With the Treaty of Versailles of 1919 – which regulated the peace terms after World War I – President Woodrow Wilson, as the representative of America, the new rising power, introduced a new, unheard of doctrine of moral conduct in international relations, the same code of behavior that governs relations among citizens, as well as the theory that only in a world based on democracy can humanity live in peace with justice and equality. And as a result, America became the hope and example of nations.
It was this idealization that fortified America with the ‘soft power’ that enabled it to foster globalization and that led to the multiplication of its gross national product in a few decades and gave it the moral standing to criticize totalitarian regimes.
This weapon of moral advantage has contributed to a certain extent to the spread of democracy, to the promotion and implementation of the rule of law as the basis on which the development of society and the improvement of the economies of many countries were based.
It is this image of a young and vigorous country that was introduced – one that stayed away from the old ways of Europe and one that brought many to these shores.
This whole edifice of the first Republic in the world, collapsed in the eyes of the people around the globe in one day – specifically in 170 minutes at and in the U.S. Capitol on January 6, 2021.
Well-known professor and author Francis Fukuyama wrote recently in the New York Times that because of these events, America’s influence in the world has diminished significantly.
Earlier periods of crisis like the Civil War and the Great Depression produced farsighted, institution-building leaders like Abraham Lincoln and Franklin Delano Roosevelt.
The problem is that at this time – at least as what seems to be the case – this type of great leader is absent and, moreover, the man who led America to this crisis still retains strong popular support.
Fukuyama, in the same article, makes two more remarks that are particularly important.

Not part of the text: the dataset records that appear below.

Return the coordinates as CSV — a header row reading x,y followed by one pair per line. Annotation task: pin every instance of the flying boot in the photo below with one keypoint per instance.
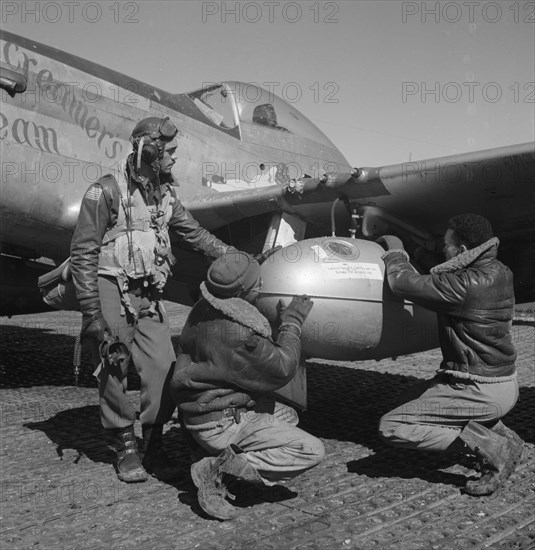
x,y
501,429
497,454
129,467
155,459
207,474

“When the former Soviet Union collapsed,” he writes, “there were two key factors I underestimated back then – first, the difficulty of creating not just democracy, but also a modern, impartial, uncorrupt state; and second, the possibility of political decay in advanced democracies.”
These are, I repeat, two very important points that explain the discrepancy we see between the democratic model of governance and the corruption and decay we observe around the world.
America suffers mainly from decay, rooted in complacency – the notion that her Democracy is unshakable, and eternal.
The events that took place on January 6, 2021 proved that the rot was deep and that America cannot rest on its laurels if it wants to maintain the government and principles that made it the most important Republic after that of Athens two-and-a-half thousand years ago.